Green: Use a few drops of ChlorOxygen by Herbs, etc. Becareful if you use it straight, as it is a powerful concentrated dye by itself. For better control I diluted 3 dropper fulls of ChlorOxygen in 1/4 cup water in a small pitcher. This is your green concentrate. Stored any leftover in an ice cube tray.

Yellow: In a small saucepan, stir 1 teaspoon turmeric powder into 1/3 cup water. Bring to a boil, turn down and simmer 3 minutes. Strain with a fine strainer into a small pitcher. When it cools, pour into your ice cube tray. Add the liquid bit by bit to your food until you reach your desired shade of yellow.

Orange: In a small blender, liquefy 1/4 cup dry goji berries in 1/3 cup water. This may take a minute or two, as the berries are dry, so have patience. Strain with a fine strainer into a small pitcher. You may need to stir the bottom of the strainer with a teaspoon. Pour the liquid into your ice cube tray. Add this liquid bit by bit to your food until you reach your desired shade of orange.

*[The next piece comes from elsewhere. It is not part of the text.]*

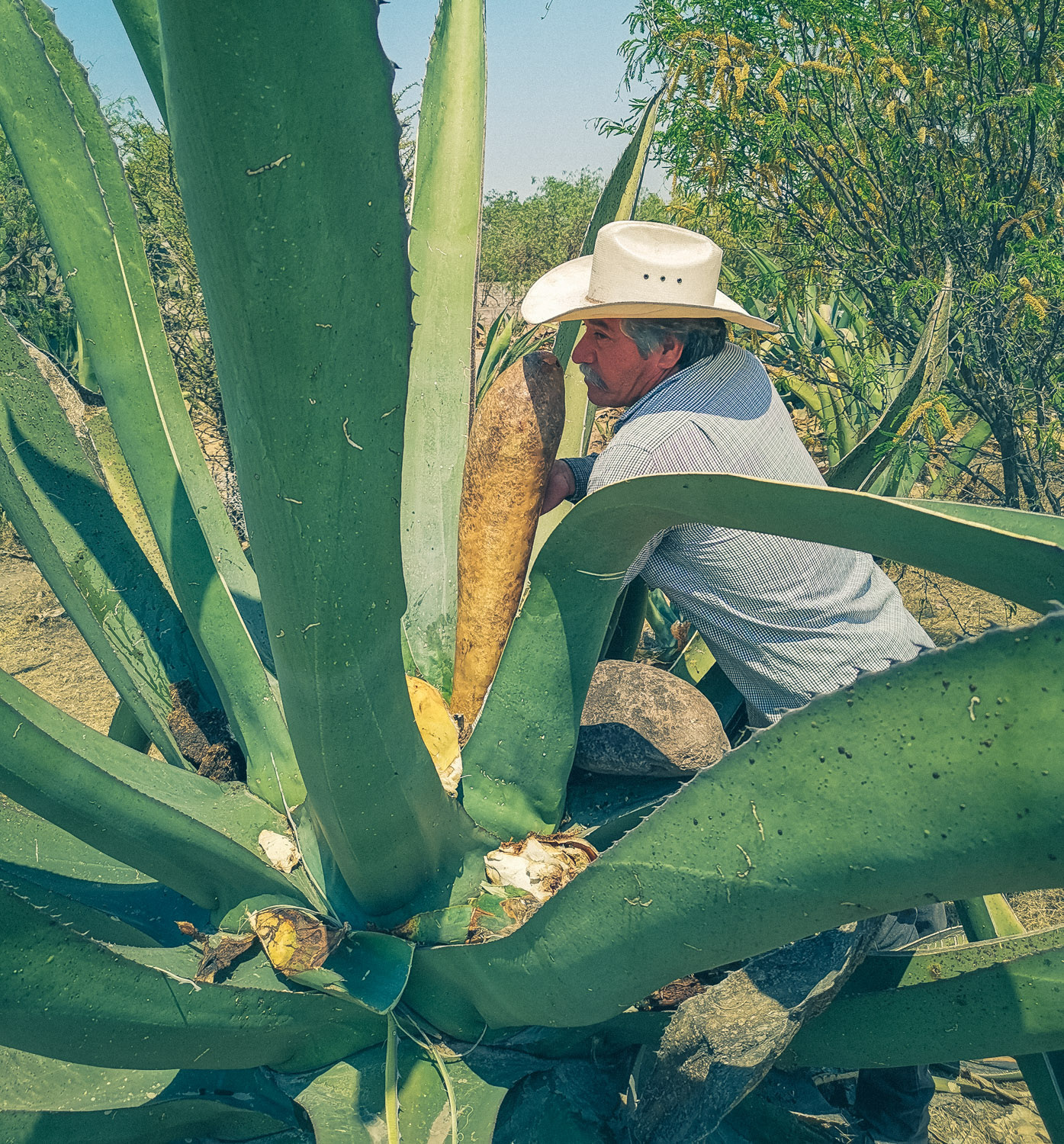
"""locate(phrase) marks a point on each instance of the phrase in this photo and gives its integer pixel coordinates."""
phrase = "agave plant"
(882, 418)
(285, 985)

Pink: In a small blender or food processor, add 1 diced beet and 1/3 cup water to cover. Blend until as liquefied as possible. In a small saucepan, bring the beet puree to a boil, and turn down the heat to simmer for 3 minutes. Strain with a medium strainer into a small pitcher. When it cools, pour into your ice cube tray. Add the liquid bit by bit to your food until you reach your desired shade of pink.

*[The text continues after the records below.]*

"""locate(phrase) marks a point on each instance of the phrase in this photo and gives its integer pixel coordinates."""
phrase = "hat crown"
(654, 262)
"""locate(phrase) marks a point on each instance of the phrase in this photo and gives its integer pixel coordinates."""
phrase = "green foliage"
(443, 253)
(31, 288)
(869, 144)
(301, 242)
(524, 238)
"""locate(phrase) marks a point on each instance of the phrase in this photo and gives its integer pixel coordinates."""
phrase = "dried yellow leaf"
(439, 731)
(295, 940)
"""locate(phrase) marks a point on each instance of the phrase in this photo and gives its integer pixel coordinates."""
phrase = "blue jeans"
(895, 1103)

Red: Start with the above pink beet liquid. Add the above goji liquid a dropper at a time until your desired brilliant red color is achieved.

Lavender: In a food processor, add 1/2 red cabbage coarsely chopped and 3/4 cups water. Process until it is fine mush. In a saucepan, bring the mixture to a boil, turn down the heat and simmer 5 minutes. Then strain with a medium gauge strainer into another pan. Pour that liquid into your small pitcher. Pour half of it into your ice cube trays for lavender color. Use the remaining half for blue. (Save your red cabbage mush, it’s yummy sautéed with coconut oil and garlic.)

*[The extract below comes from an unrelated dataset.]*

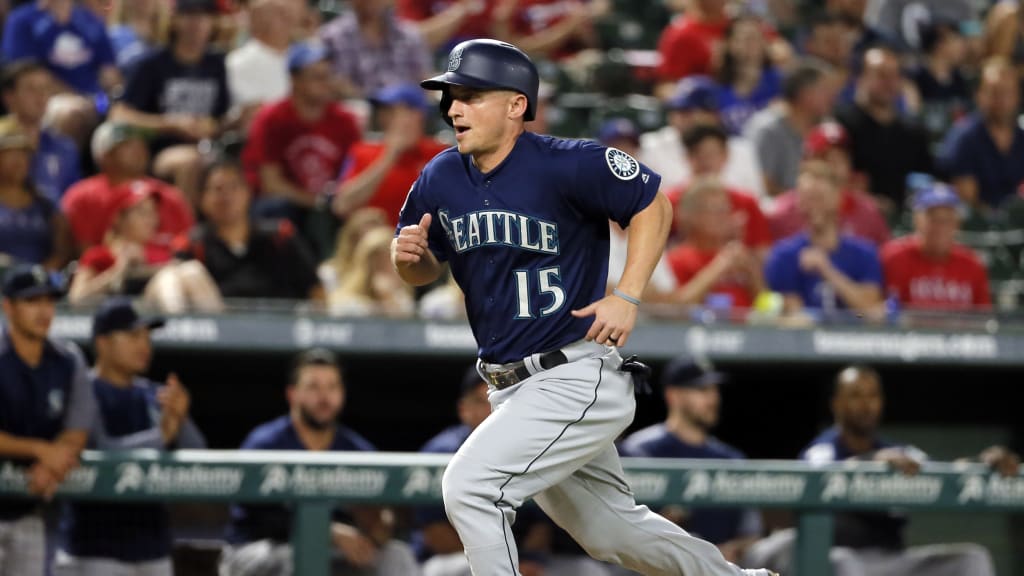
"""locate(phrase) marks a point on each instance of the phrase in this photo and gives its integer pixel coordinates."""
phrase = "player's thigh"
(548, 426)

Blue: Follow the instructions above for Lavender, separating it into two containers for lavender and blue. In a small pitcher, stir in a small amount of baking soda, and it will turn blue! The amount of soda needed may vary. I added soda 1/8 teaspoon at a time, and ultimately used 7/8 teaspoon to arrive at a lovely blue liquid. If you use too much soda, it will affect the flavor of your food, so go easy. Test your color by dripping the liquid onto a white surface. Oh, and clean it up soon, as this will leave a stain.

Teal: Notice in the photo at the very bottom, you can make a beautiful teal by mixing blue with a little Chlor-Oxygen.

You can store your liquid concentrates in ice cube trays for future use. This batch will last me for years! From left to right: Orange, Pink, Lavender, Yellow, Green, and Blue.



Freeze the liquid concentrates in zip-lock bags for the future.